Patients who are undergoing a cardiopulmonary bypass use the device to help surgeons to block and vent the aorta. The device allows surgeons to better assess the person’s heart and do so without interfering with other vital organs.
The US FDA announced a Class I recall on the devices due to the risk of the balloon rupturing.
Balloon ruptures can lead to longer surgical times and time spent on the cardiopulmonary bypass. The side effects can include embolism, neurological damage, death and stroke.
“If the balloon bursts during cardiopulmonary bypass, the heart can fill and warm, the operative site may be obscured, and the device will need to be exchanged or operative strategy would need to change, including placement of an external cross-clamp, conversion to an open procedure, or performing the procedure under fibrillation,” Edwards said.

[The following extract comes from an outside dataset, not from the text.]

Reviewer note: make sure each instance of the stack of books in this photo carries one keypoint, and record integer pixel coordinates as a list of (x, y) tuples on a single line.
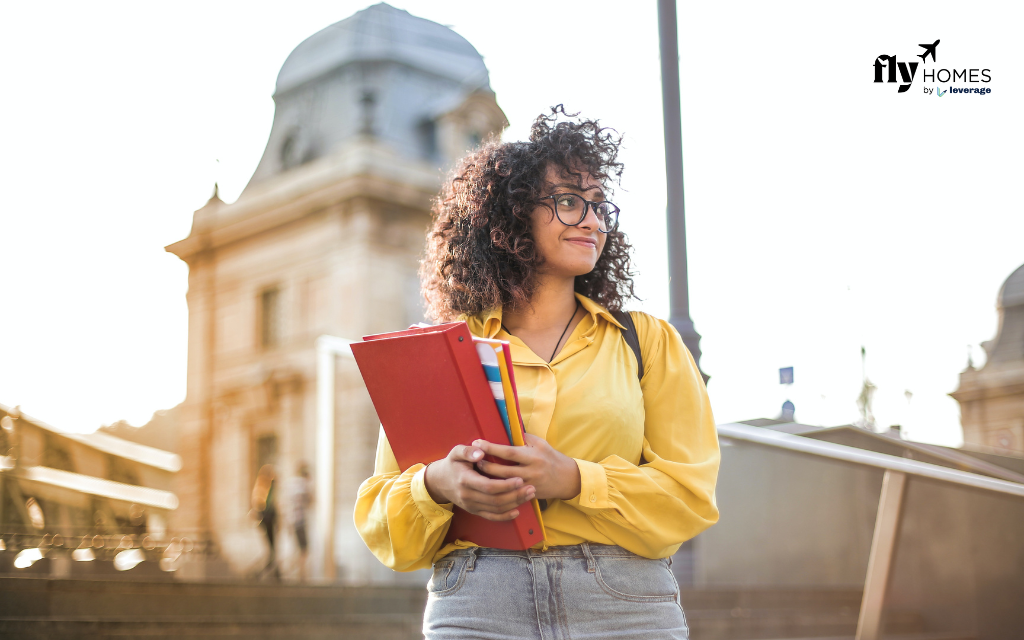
[(438, 386)]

Certain devices were also recalled in March 2018 under a Class 2 recall. The devices were believed to have a possible leak which would require continual inflation fluid to be used to maintain the balloon’s pressure.
Customers were notified of a potential issue with the device prior to the first recall being made.

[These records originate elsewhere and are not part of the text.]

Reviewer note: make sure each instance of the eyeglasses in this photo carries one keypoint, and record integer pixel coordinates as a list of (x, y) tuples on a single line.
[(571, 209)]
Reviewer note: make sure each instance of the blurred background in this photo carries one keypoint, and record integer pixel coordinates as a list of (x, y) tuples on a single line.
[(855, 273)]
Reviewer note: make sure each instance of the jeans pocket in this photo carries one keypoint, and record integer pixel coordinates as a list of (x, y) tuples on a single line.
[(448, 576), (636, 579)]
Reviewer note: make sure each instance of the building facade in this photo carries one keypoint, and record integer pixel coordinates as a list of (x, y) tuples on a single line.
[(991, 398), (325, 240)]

The recall impacted a total of 3,052 units and was distributed worldwide. The FDA was investigating the issue at the time, with the recall status remaining “open.”
Edwards also warned doctors about the company’s Sapien 3 Ultra replacement heart valve in July, claiming that doctors must follow the instructions closely to avoid the low risks of a burst balloon during the process. The burst balloon makes it difficult for doctors to retrieve the delivery system. The complaint rate at the time of the warning was 1%.